Configuration
Config files live in config/ and are picked up automatically. TOML
and YAML are both supported (the parser is chosen by file extension).
Any value can be overridden by an environment variable using the
TSUNDOKU_ prefix and __ for nesting:
TSUNDOKU_SERVER__PORT=9000 \
TSUNDOKU_STORAGE__DATA_DIR=/var/lib/tsundoku \
tsundoku serve
A sibling <stem>.local.<ext> file (e.g. tsundoku.docker.local.toml)
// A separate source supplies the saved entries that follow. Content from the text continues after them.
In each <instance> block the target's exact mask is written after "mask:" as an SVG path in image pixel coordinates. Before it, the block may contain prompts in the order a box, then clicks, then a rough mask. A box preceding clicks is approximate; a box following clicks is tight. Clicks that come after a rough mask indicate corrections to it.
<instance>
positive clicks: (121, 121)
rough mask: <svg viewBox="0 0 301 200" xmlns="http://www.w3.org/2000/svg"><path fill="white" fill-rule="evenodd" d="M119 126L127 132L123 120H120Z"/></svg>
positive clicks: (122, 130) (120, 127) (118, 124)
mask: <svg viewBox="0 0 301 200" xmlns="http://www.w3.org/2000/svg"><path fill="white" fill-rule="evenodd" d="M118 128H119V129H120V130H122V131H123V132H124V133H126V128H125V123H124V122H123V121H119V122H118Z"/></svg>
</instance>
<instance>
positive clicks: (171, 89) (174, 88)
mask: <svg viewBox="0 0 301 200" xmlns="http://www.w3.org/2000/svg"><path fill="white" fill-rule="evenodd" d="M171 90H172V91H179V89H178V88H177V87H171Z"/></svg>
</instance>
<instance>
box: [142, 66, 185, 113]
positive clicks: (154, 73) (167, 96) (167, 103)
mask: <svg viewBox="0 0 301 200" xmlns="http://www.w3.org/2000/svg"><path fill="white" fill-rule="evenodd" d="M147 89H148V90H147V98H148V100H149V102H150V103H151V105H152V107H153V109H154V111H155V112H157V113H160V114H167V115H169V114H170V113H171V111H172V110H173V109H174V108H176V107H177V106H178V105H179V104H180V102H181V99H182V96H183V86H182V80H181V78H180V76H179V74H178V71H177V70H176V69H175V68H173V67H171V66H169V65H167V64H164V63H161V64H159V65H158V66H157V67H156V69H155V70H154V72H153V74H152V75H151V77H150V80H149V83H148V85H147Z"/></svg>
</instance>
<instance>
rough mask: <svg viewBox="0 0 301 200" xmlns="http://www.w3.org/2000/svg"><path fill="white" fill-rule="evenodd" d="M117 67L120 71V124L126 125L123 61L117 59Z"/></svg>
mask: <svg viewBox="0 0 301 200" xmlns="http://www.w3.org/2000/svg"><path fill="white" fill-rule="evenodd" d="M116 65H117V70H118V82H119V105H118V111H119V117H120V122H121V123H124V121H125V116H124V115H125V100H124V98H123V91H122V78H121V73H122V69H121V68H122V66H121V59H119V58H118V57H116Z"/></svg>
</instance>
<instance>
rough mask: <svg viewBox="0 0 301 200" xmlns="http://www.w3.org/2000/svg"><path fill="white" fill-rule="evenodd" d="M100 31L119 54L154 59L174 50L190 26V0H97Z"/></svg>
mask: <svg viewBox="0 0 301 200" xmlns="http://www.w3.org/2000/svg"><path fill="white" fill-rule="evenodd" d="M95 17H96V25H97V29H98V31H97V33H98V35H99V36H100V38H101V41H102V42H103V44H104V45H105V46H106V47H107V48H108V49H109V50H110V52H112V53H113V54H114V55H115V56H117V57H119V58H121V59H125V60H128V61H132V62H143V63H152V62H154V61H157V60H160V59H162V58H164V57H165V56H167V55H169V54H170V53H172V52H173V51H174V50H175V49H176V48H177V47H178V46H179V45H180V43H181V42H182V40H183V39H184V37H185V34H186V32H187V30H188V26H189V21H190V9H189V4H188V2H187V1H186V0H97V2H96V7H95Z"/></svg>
gets auto-merged on top of the base file before env vars apply. The
local file is gitignored — use it for secrets and host-specific
overrides.
The canonical reference is
config/tsundoku.example.toml
with inline documentation for every key. This page is a faster-to-skim
version organized by section.
[server]
[server]
host = "127.0.0.1"
port = 8080
Bind address for the HTTP server. Behind a reverse proxy you'll
typically set host = "0.0.0.0" and let the proxy terminate TLS.
[storage]
Single on-disk root. The database, every provider's offline cache, the cover cache, and scratch space all live here. Each subpath defaults to a subdirectory; override individually if you need to.
[storage]
data_dir = "./data"
# database_path = "./data/db/tsundoku.db"
# provider_cache_dir = "./data/cache/providers"
# cover_cache_dir = "./data/cache/covers"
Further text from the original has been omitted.